File	Tasks	Description
`webvoyager_e2e_test.jsonl`	10	WebVoyager test subset (quick smoke test)
`webvoyager.jsonl`	643	Full WebVoyager benchmark
`mind2web_e2e_test.jsonl`	10	Mind2Web test subset
`mind2web.jsonl`	300	Full Mind2Web benchmark

Task format (JSONL, one per line):

{
  "query_id": "Amazon--0",
  "dataset": "webvoyager",
  "query": "Search an Xbox Wireless controller with green color and rated above 4 stars.",
  "graders": ["webvoyager_grader", "fara_combined"],
  "start_url": "https://www.amazon.com/",
  "metadata": { "original_task_id": "Amazon--0", "website": "Amazon" }
}

Output

Results are saved to output_dir:

results/
  oe-clado-openai/
    Amazon--0/
      metadata.json         # Task result, timing, grader scores
      messages.jsonl         # Full message log
      screenshots/
        001.png              # Step-by-step screenshots
        002.png
    summary.json             # Aggregate pass rates

Troubleshooting

BrowserOS not found: Expects /Applications/BrowserOS.app/Contents/MacOS/BrowserOS. Make sure it's installed.

Port conflicts: Each worker uses base_port + workerIndex. 3 workers on base 9110 → ports 9110, 9111, 9112. Stop other BrowserOS instances first.

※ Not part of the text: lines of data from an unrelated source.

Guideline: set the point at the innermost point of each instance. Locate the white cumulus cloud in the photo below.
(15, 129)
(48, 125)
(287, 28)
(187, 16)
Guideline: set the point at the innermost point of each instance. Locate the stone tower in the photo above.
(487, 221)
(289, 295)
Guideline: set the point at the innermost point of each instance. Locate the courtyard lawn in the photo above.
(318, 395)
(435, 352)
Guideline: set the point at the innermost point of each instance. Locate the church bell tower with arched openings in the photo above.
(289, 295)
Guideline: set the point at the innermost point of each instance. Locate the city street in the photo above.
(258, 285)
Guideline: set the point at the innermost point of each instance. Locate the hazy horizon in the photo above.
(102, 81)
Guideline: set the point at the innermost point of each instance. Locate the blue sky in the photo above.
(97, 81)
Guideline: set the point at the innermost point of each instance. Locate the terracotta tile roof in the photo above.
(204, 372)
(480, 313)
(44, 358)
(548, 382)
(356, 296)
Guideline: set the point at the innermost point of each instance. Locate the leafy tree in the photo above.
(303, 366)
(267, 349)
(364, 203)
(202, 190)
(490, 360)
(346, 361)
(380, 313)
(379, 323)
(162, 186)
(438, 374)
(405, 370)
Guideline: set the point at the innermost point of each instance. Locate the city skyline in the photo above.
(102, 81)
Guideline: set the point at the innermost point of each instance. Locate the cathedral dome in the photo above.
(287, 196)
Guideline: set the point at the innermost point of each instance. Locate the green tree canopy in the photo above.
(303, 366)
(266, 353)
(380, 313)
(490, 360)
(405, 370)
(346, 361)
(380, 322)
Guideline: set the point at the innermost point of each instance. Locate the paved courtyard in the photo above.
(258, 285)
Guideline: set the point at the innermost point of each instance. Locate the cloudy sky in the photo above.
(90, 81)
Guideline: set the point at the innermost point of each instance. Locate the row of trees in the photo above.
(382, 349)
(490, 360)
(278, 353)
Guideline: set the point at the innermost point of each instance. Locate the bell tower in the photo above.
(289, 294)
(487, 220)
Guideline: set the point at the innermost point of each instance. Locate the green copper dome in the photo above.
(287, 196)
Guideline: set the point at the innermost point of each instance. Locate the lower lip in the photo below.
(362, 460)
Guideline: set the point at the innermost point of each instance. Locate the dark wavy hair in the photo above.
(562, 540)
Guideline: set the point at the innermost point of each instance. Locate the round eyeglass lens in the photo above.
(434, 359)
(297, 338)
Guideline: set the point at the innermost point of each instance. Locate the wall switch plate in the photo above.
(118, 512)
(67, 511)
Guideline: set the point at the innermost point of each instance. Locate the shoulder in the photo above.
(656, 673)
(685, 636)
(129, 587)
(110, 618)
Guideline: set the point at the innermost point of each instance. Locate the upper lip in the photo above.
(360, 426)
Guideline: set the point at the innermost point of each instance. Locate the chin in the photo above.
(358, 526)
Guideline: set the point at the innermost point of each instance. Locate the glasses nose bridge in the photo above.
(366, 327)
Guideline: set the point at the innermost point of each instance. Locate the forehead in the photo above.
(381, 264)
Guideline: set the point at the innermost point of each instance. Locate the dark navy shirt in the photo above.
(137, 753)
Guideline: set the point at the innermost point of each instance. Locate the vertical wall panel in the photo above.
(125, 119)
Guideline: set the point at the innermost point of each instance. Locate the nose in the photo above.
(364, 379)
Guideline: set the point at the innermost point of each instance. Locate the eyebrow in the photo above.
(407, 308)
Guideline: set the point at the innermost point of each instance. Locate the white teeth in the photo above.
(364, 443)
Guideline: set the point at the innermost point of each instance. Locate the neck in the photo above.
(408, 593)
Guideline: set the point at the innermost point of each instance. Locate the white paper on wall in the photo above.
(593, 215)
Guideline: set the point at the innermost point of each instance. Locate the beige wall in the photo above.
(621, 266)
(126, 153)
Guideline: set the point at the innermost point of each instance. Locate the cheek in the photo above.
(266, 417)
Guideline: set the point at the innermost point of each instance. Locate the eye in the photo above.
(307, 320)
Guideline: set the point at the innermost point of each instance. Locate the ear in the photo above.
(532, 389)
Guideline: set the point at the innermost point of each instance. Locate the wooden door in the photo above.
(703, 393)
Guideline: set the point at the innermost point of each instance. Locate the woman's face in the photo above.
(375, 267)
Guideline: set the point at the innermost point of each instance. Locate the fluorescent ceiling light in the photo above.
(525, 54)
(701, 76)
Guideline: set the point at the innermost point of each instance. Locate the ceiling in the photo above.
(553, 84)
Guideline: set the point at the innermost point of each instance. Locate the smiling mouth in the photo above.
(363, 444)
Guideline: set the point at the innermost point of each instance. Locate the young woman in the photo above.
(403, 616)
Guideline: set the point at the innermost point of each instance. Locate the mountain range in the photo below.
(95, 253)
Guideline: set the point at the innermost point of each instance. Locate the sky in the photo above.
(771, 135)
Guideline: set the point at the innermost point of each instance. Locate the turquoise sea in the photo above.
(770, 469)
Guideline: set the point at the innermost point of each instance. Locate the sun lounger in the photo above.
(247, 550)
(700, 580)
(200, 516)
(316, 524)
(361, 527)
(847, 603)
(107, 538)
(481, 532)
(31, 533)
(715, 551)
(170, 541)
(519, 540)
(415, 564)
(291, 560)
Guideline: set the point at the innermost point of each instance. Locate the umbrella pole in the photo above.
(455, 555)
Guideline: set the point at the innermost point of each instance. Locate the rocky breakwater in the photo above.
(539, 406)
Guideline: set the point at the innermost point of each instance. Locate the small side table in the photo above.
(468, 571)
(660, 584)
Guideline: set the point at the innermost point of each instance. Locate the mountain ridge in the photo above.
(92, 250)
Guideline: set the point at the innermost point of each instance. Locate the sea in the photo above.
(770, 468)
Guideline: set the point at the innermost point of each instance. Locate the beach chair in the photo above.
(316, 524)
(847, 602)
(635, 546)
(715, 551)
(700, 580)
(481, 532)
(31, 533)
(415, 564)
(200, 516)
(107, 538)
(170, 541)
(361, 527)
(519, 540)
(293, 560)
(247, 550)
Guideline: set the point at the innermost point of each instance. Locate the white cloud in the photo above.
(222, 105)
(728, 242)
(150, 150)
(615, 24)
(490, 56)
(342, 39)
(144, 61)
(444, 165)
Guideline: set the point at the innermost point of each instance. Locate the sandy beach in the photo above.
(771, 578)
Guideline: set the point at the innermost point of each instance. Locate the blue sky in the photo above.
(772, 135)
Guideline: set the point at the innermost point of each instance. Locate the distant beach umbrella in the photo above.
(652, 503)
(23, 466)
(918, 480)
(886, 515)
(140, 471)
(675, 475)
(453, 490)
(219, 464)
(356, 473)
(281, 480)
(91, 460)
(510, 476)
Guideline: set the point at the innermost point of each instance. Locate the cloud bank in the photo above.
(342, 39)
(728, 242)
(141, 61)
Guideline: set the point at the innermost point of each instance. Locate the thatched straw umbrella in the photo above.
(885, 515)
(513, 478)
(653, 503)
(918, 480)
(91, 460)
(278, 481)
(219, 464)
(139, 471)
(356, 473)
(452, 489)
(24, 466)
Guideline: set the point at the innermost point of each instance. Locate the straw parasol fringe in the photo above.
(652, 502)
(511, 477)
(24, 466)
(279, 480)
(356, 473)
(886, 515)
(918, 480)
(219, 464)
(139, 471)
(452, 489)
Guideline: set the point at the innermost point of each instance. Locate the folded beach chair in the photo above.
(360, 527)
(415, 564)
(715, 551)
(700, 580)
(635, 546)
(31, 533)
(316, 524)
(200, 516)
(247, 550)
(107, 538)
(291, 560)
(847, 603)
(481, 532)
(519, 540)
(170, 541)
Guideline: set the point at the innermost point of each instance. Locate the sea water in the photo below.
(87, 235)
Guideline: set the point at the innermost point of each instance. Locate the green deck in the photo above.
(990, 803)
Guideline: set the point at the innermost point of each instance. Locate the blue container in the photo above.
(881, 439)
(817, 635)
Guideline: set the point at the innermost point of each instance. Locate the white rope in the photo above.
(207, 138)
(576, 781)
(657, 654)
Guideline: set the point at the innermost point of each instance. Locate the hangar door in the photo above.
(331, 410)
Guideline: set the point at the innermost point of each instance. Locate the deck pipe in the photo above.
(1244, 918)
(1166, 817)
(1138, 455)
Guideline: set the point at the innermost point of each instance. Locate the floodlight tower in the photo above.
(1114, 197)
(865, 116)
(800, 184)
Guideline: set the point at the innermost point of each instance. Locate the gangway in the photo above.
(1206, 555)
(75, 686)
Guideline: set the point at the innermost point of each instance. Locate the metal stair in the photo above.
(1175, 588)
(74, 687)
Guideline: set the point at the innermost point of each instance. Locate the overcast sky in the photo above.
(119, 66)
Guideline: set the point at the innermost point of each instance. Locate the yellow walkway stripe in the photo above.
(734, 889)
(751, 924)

API key not resolving: If your config has "apiKey": "OPENAI_API_KEY", ensure the env var is set in .env.development.

Tasks timing out: Increase timeout_ms. Default is 15 minutes; complex tasks may need 20+ minutes.

Headless vs headed: Set "headless": false to watch Chrome in real-time. Useful for debugging.